Fecha: 31 de enero de 2021

El próximo día dos de febrero celebraremos la XXV Jornada de la Vida Consagrada, que tiene como lema «La vida consagrada, parábola de fraternidad en un mundo herido». El lema se hace eco de la condición herida tanto del ser humano como dela creación entera, y por otro lado, de la vocación y misión de las personas consagradas en la Iglesia y en la sociedad, que han de ser signo visible de la cercanía de Dios con cada persona. Todo ello desde la perspectiva de la parábola del buen samaritano, que enseña que debemos convertirnos en prójimos de todos, incluso de los enemigos. Ser prójimo significa cumplir el mandamiento del amor con todas las personas, sobre todo con las más vulnerables y heridas que encontramos en el camino.

La parábola del buen samaritano ha de ser nuestro criterio de comportamiento, y muestra claramente la universalidad del amor que se debe ofrecer al necesitado,  sea quien sea, sin importar de dónde venga. Mi prójimo es cualquiera que tenga necesidad de mí y al que yo pueda ayudar. De este modo, se universaliza el concepto de prójimo, pero a la vez permanece concreto. Aunque se extienda a todos los seres humanos, el amor al prójimo no se diluye en una actitud genérica y abstracta, poco exigente en sí misma, sino que requiere un compromiso práctico en el tiempo y en el espacio, en el momento presente y en el lugar en que vivo. Este es el criterio de comportamiento y la medida que nos propone Jesús: la universalidad del amor que se dirige a todo hermano necesitado, quienquiera que sea.

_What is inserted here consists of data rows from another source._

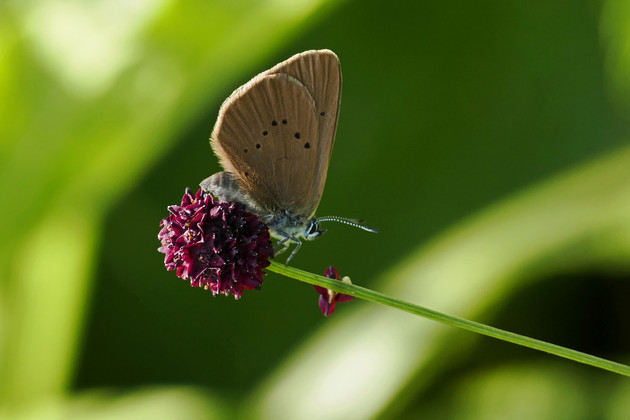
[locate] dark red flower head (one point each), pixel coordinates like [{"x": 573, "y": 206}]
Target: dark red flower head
[
  {"x": 328, "y": 298},
  {"x": 216, "y": 245}
]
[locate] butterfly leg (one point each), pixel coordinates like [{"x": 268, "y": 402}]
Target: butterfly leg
[
  {"x": 295, "y": 250},
  {"x": 284, "y": 241}
]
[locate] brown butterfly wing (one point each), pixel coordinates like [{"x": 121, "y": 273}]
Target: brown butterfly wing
[
  {"x": 320, "y": 72},
  {"x": 267, "y": 135},
  {"x": 282, "y": 166}
]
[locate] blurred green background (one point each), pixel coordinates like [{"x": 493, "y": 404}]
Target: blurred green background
[{"x": 488, "y": 141}]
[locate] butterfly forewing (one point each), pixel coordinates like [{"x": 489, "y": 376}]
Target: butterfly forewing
[
  {"x": 276, "y": 132},
  {"x": 267, "y": 135},
  {"x": 320, "y": 72}
]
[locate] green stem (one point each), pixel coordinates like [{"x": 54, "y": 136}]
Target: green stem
[{"x": 372, "y": 296}]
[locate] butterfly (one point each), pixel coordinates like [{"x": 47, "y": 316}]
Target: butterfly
[{"x": 274, "y": 137}]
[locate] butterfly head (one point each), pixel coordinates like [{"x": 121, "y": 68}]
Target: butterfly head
[{"x": 313, "y": 230}]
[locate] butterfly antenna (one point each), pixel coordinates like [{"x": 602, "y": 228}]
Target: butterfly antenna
[{"x": 347, "y": 221}]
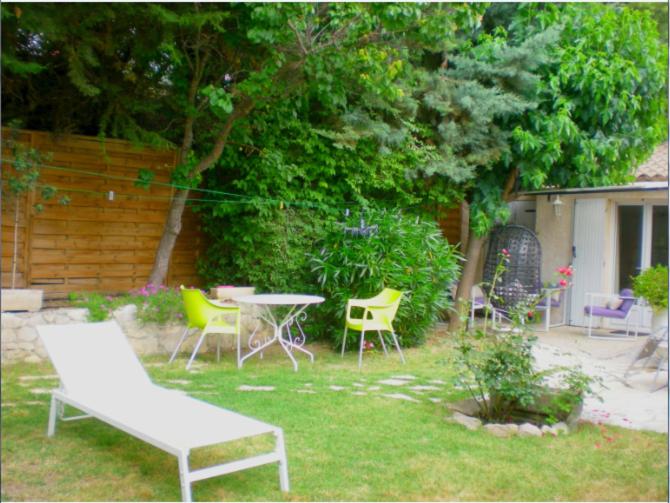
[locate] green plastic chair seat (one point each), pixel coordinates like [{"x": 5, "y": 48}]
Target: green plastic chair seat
[
  {"x": 210, "y": 318},
  {"x": 378, "y": 314}
]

Los Padres de la Iglesia han interpretado esta parábola desde una perspectiva cristológica. El camino de Jerusalén a Jericó aparece como imagen de la historia universal; el hombre que yace medio muerto al borde del camino es imagen de la humanidad, herida por el pecado, y Nuestro Señor Jesucristo es el Buen Samaritano. Como señala la constitución pastoral Gaudium et spes del Concilio Ecuménico Vaticano II sobre la Iglesia en el mundo actual, Jesucristo “con su encarnación se ha unido, en cierto modo, con todo hombre. Trabajó con manos de hombre, pensó con inteligencia de hombre, obró con voluntad de hombre, amó con corazón de hombre. Nacido de la Virgen María, se hizo verdaderamente uno de los nuestros, semejante en todo a nosotros, excepto en el pecado”(GS 22).

Jesucristo es solidario con el género humano: experimentó el sufrimiento, el cansancio, el hambre y la sed; experimentó también los sentimientos humanos de alegría, tristeza, indignación, admiración, y sobre todo, el amor. Los Evangelios relatan sobre todo su amor a los demás, hasta dar la vida. Manifiesta su solidaridad en primer lugar por el hecho de la encarnación, compartiendo nuestra condición humana, haciéndose hombre como nosotros. Este amor solidario está presente en toda su vida terrena, se manifiesta particularmente con los que sufren, con los cansados y agobiados, y se expresará de manera especial con su sacrificio redentor en la cruz. Es el buen samaritano que viene a salvar, a curar, a llenar de vida.

Los miembros de la Vida Consagrada hacen presente al Señor en medio del mundo y conocen las luchas y los sufrimientos de la vida en carne propia y ajena. Aprenden en la escuela de Cristo buen samaritano: rezan, recorren caminos de  vida común, de misión compartida, eligen la pobreza y la sencillez del Señor. En su corazón contemplativo y activo son profecía de fraternidad. Son hombres y mujeres que se acercan al borde del camino en el rincón desconocido de una barriada, en el coro de un monasterio, en el corazón de residencias, hospitales y escuelas, y se convierten en aceite y vino para las heridas del mundo, especialmente de los más necesitados. Damos gracias a Dios por ellos, y les damos gracias a ellos por su ejemplo de fraternidad y de compromiso en nuestra diócesis.